Yes they can be depending on your scale and use-case, but take a second to think about your opportunity cost as a young early stage startup where every minute counts. Every hour you put into setting up servers is an hour of time you could have spent building features, pitching your product, or experimenting with different growth campaigns. These all lead your startup directly to profitability and revenue. Your hosting bill may be $50 — $300+ higher every month, but if you are able to achieve profitability 1 month earlier, you’ve already won.

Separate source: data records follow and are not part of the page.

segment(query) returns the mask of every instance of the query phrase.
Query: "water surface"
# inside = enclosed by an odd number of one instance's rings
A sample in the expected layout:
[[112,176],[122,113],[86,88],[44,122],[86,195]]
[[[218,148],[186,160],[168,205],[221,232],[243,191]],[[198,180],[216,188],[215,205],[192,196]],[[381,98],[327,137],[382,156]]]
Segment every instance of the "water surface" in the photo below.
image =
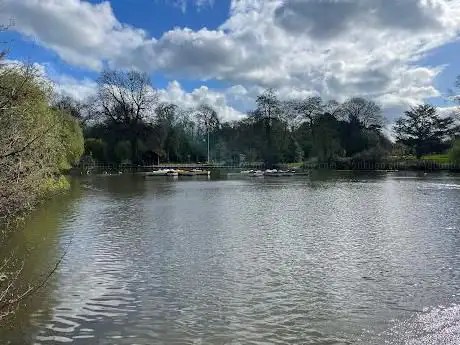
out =
[[460,344],[453,175],[90,177],[6,247],[67,254],[1,344]]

Outsourcing Like Email Delivery

You Already Outsource Your Email Delivery

Most startups choose not to run their email servers. They use services like Mandrill, Mailchimp, or Sendgrid. This isn’t because startups don’t have the technical capability to run their own email servers. It’s because it can be difficult to get email deliverability and uptime right, the small amount these services charge is well worth it when accounting for deliverability and time savings. I’m suggesting you consider the same setup when it comes to your servers. Think about your ideal DevOps process, then start eliminating parts that can be handed off to managed providers.

NoOps in Different Startup Phases

Startups go through a few different phases throughout their lifecycle. We’ve found that the NoOps approach is a better fit throughout the earlier stages of a startup. The graphic below demonstrates the startup lifecycle and a suggested approach of applying NoOps in a time & cost efficient manner:

If your team doesn’t have a full-time DevOps engineer, managed providers will likely do a better job than you scaling the infrastructure, and your team members can focus on building the best product experience for your customers.

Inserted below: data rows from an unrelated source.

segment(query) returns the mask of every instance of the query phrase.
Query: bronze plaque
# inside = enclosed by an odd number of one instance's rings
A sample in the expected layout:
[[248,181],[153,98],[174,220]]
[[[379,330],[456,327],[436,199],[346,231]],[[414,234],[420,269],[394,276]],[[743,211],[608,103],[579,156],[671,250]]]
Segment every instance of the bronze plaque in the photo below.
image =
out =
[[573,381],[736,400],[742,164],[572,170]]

When we build early stage products for startups at Buttercloud, we like to off-load as much as we can of the DevOps process early on. For more mature startups, we’ve chosen to get our hands dirty and run a full blown server infrastructure on Amazon Opsworks. For any in-house products we’re building, especially the newer ones — we’re trying to minimize DevOps related work and focus on building out the product & growth experimentation process.

Case Study: The Tizmos Screenshotter

At Tizmos, an educational platform for teachers to discover and share resources, we've adopted a NoOps approach on a specific portion of the application. Tizmos runs a data collection service that crawls educational websites and captures screenshots of those pages. One of the major requirements was to be able to scale the screenshotting service to keep hundreds of thousands of screenshots up-to-date throughout the month.

We ended up architecting an Amazon Lambda backend integrated with Amazon API Gateway. The Ruby on Rails backend makes a request to Amazon API Gateway, which fires off multiple Lambda functions that run the actual data processing. The team at Tizmos previously struggled with keeping their infrastructure up-to-date as it related to using headless browsers and running back-end queues to scale the process and handle failures. They now have an abstracted backend hosted completely in the cloud that can scale to millions of screenshots per month — something that would have taken months to complete and get right with a traditional approach.

It may not work 100% of the time for 100% of companies, but the bulk majority of startups can save time, money, and validate their product early as their competitors burn time on building DevOps infrastructures.